We have just received our first donation of the year, a 1753 3 Pfennig coin from Münster, Germany. In 1753 there weren’t any Mennonites in the city of Münster. The group now known as Russian Mennonites were in Prussia at the time, and the Swiss-German Mennonites were further south in Germany. So what does this coin have to do with Mennonites? To answer that question, we have to go back to over two hundred years before this coin was minted, to a time before there was such a thing as “Mennonites.”
Martin Luther began the Protestant Reformation in 1517 when he posted his Ninety-Five Theses on the door of the All-Saints Church in Wittenburg. What began as an honest attempt to reform the Church soon turned into a religious schism that divided Catholics and Protestants. At the time, there was no concept of religious freedom as we understand it; if the leader of one country was Catholic, the entire country had to be Catholic. The same went for Protestant countries (so named because they protested the moral decline of the Church). The Anabaptists emerged in the 1520s in Switzerland. They agreed with the Protestants on many things, but went another step further. Where both Catholics and Protestants practiced infant baptism, the Anabaptists believed that Christians should only be baptized upon an adult confession of faith.
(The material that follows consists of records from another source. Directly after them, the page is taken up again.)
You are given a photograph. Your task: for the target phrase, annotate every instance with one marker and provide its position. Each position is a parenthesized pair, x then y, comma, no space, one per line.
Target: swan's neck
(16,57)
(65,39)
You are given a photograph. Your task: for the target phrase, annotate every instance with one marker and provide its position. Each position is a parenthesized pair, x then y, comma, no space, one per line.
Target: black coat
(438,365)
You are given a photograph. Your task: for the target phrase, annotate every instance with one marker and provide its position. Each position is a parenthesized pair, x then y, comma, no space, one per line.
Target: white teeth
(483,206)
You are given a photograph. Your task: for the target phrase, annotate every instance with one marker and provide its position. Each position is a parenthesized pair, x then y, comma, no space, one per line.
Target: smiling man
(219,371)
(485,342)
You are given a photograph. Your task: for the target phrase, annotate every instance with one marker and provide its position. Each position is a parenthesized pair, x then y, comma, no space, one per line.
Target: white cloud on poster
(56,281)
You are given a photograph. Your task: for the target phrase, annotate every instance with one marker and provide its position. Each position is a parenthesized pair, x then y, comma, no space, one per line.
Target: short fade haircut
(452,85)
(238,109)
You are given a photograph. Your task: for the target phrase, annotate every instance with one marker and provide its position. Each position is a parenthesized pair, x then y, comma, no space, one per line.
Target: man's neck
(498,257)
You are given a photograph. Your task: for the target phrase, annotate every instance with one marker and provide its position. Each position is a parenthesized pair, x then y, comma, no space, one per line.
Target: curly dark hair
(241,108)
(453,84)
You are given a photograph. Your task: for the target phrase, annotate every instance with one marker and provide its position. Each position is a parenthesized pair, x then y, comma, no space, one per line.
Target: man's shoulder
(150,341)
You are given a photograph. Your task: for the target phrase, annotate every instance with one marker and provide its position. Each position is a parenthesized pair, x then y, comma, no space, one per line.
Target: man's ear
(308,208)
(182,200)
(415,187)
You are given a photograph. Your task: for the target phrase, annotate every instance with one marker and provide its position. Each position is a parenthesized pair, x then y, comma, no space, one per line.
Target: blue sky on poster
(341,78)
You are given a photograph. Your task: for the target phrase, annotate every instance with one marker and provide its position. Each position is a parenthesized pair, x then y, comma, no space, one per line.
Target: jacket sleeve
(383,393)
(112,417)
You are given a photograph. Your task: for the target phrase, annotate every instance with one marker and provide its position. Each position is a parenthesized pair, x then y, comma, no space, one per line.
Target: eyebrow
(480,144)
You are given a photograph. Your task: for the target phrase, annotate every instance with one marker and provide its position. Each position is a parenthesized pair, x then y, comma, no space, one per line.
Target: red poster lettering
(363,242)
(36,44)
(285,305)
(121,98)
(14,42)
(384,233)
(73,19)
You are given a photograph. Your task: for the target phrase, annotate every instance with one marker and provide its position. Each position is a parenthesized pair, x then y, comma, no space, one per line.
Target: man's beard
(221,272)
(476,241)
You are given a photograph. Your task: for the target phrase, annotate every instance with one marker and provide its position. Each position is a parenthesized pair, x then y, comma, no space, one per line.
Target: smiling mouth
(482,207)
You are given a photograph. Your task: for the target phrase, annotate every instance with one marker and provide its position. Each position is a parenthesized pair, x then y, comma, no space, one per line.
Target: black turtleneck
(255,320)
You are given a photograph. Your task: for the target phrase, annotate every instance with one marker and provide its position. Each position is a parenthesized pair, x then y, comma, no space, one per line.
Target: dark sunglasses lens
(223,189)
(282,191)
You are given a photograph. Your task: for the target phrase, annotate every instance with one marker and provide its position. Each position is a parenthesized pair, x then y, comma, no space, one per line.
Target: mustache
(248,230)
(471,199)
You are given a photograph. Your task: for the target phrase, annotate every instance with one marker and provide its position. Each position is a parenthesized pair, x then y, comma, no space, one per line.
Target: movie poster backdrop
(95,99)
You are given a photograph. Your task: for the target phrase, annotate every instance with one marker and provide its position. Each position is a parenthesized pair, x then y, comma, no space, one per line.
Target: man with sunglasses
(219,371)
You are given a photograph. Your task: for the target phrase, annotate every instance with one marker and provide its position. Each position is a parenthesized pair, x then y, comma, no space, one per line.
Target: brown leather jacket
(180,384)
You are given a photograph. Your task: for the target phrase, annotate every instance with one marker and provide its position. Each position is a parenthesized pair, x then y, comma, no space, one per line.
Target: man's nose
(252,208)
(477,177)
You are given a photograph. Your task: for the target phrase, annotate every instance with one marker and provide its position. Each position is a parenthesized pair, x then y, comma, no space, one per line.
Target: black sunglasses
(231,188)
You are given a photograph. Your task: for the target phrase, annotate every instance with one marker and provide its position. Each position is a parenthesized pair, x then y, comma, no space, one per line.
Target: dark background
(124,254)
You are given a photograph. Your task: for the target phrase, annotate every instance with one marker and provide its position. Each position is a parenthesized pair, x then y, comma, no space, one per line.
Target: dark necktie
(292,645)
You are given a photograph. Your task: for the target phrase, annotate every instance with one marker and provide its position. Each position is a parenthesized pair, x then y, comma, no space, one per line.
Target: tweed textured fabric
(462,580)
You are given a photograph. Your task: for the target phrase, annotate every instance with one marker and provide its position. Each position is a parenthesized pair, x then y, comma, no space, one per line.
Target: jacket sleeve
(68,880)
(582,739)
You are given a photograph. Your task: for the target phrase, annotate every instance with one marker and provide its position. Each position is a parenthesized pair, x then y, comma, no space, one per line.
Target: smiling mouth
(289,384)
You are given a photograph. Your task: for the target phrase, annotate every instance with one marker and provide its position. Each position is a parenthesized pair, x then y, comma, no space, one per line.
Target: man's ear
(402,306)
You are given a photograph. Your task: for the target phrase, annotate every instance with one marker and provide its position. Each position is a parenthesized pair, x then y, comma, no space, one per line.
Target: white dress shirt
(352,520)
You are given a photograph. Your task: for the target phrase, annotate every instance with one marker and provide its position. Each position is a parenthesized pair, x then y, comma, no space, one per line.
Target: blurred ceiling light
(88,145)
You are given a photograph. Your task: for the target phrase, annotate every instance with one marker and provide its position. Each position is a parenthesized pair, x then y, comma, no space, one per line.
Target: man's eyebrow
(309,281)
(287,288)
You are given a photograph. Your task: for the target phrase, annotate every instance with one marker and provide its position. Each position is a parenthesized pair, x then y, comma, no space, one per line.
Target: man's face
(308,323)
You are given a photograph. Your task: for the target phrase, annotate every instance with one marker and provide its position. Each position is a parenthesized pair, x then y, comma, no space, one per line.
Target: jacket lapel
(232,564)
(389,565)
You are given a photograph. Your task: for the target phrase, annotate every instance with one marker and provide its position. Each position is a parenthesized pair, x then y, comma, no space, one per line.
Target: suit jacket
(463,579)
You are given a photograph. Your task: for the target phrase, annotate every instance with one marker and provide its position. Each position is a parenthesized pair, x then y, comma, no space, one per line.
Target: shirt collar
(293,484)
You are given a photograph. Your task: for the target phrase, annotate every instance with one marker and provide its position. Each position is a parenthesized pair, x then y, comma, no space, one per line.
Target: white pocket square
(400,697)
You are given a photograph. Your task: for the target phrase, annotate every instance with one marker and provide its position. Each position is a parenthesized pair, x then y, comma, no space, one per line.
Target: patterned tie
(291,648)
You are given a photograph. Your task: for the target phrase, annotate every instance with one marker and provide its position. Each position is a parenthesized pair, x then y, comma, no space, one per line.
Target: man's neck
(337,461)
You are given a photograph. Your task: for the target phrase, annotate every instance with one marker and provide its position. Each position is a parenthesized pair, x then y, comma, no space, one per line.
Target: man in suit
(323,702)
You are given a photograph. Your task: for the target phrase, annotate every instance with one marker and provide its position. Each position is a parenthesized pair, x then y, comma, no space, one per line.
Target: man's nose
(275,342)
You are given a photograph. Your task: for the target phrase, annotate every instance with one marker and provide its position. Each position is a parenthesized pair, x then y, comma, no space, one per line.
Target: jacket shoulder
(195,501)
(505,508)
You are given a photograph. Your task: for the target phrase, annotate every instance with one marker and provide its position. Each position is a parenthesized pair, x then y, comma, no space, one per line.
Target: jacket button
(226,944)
Despite opposition from the Catholics and Protestants, the Anabaptist movement grew around what are now the Netherlands, Germany, and the Czech Republic. Most Anabaptists were peaceful, but there was one sect that believed that Christ would soon return to Earth and destroy everyone who wasn’t Anabaptist. This is where things got out of hand: in order to hasten Christ’s return, members of this radical sect took control of the city of Münster in early 1534 and declared it the “New Jerusalem.” The new leaders made everyone get re-baptized and declared a community of goods (common ownership of everything). In response, the Bishop of Münster laid siege to the city. Mounting Münsterite casualties is likely why the leaders soon instituted polygamy. Theoretically, this was to better follow the example of the Old Testament patriarchs, but practically, by this time there were many more women than men.
The kingdom of New Jerusalem was not to be. The siege was broken on June 24, 1535, and the leaders were soon arrested and executed. This is where the Mennonite connection to this 1753 coin comes in, as it speaks to this violent episode in early Anabaptist history. This is important because it was in response to the Münster Rebellion that Menno Simons finally agreed to become a leader of the peaceful Anabaptists in the Netherlands. An ordained Catholic priest, he withdrew from the Catholic Church in January 1536 and his followers soon became known as Mennists, then Menninists, and then eventually as Mennonites.
That’s what a 1753 Pfennig from Münster has to do with Mennonite history. Not too bad for a single coin!